There is a differance of opinion, DAVID SIBLEY author and illustrater of the best selling book "SIBLEY GUIDE TO BIRDS"has challenged the LAB'S analysis of the footage of the LUNEAU video. "SCIENCE" magazine published an artical by SIBLEY in a MARCH 17 issue,also published was aresponse by JOHN FITZPATRICK. The lab has posted a link to the"SCIENCE" articals and a in-dept analysis of the LUNEAU video can be seen www.birds.cornell.edu/ivory GEORGE


----------



## Maggie-NC (Jun 22, 2005)

George, that was a good article. We've been fortunate to see a Pileated Woodpecker many times at the beach (Emerald Isle, NC). Funny thing, a retired marine from Camp LeJeune had a home across the street from ours. Since he loved his "Buds", every time he started telling us about this foot long woodpecker that stayed in his back yard, we'd laugh.....until we saw it. That is one BIG woodpecker.

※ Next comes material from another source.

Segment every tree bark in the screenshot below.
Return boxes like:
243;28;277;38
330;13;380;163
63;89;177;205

We also have them here at our home - about 150 miles from the beach - but have yet to see them close up like we did at the beach.. Their call is very distinctive and my husband can recognize it easily. They sometimes stay pretty close to the house in a wooded area nearby but all we get is a fleeting glimpse. I don't think we've heard or seen one in several months so the increasing development around us may have driven them off.

Thanks


----------



## george simon (Feb 28, 2006)

*Emerald Isle:::::::::::::::::*

MAGGIE, EMERALD ISLE that sure bring back some memories. I would take the wife and childern out there on weekends, and we would fish off the pier all day.My son caught his first fish off that pier.I wonder if the pier is still there after all the years and storms.Glad that you got to see a PILEATED WOODPECKER. GEORGE


----------



## Maggie-NC (Jun 22, 2005)

George, glad to hear you're familiar with the great emerald coast. It is (or maybe I should say was) quite beautiful with all the small islands dotting the inland waterway). Sadly, it is becoming so congested that much of the beauty has gone. We had a vacation home there for almost 30 years until 4 years ago when we decided to sell.

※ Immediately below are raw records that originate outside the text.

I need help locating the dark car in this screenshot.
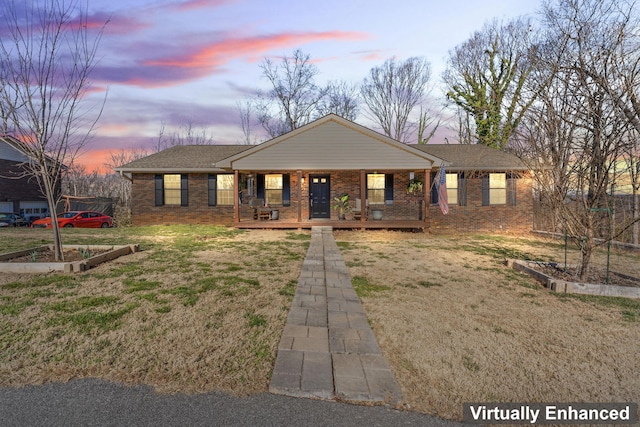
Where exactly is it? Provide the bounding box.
[31,211,113,228]
[0,212,29,227]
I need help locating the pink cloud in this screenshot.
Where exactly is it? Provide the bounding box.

You know the town of Emerald Isle covers a long stretch of beach and we were at what used to be known as Bogue Inlet where the ferry was until they incorporated it into Emerald Isle. They replaced the ferry with a humongous bridge. We fished at the Bogue Inlet pier many times and it is still there but I have heard rumors it may go away for a condo. I'm not positive but I think the original EI pier is still there but it was further down the coast from Bogue. Hurricanes have taken their toll there too. Many of the cypress trees were wiped out a few years ago and made the land look really bad. 

If you were talking about the Bogue pier, there are a couple motels there that an Indian (country) family managed and they started introducing pigeons there. We loved to see how they would feed the pigeons almost at the ocean's edge. By the time we left they had built up a fair sized flock. 

Our favorite place to fish was at Harker's Island (Cape Lookout). Ah....the good old days - fish all day and sleep like a baby at night.


----------



## Skyeking (Jan 17, 2003)

Thanks for the update George.

I would love to see one of the ivory bill woodies.

I was fortunate to have my sister help us spot the Piliated Wood Pecker when we went to Orchid Island one day. If you have never seen them, you have no idea how distinct their call is and how large these birds are. We had one in our yard last year, and as soon as I cought a glimpse of him he left.

This must be the wood pecker that the cartoon version Woody was designed from, because he doesn't look anything like our smaller, yellow bellied woodpeckers. But they are all so characteristically cute and quirky, the way they hang upside down from my feeder and bird bath.


----------



## BirdDogg10 (Aug 23, 2005)

*Wood pecker incounter*

I've seen a wood pecker once. It was black with white splotches. She was pretty small though but very freindly, she didn't seem to show any fear towards me and my dad. We saw her for 2 days in row until one day she was just gone. Wood peckers are hard to come by in california exspecially since we saw this one in a regular neighborhood in L.A.!


----------



## Columba livia! (May 4, 2009)

Man the Ivory-bill Is the Bird that got me into birds!! I would not have pigeons now it I was not Inspired by the Great Ivory bill!

I still think it's out there! I don't care what anyone says!


----------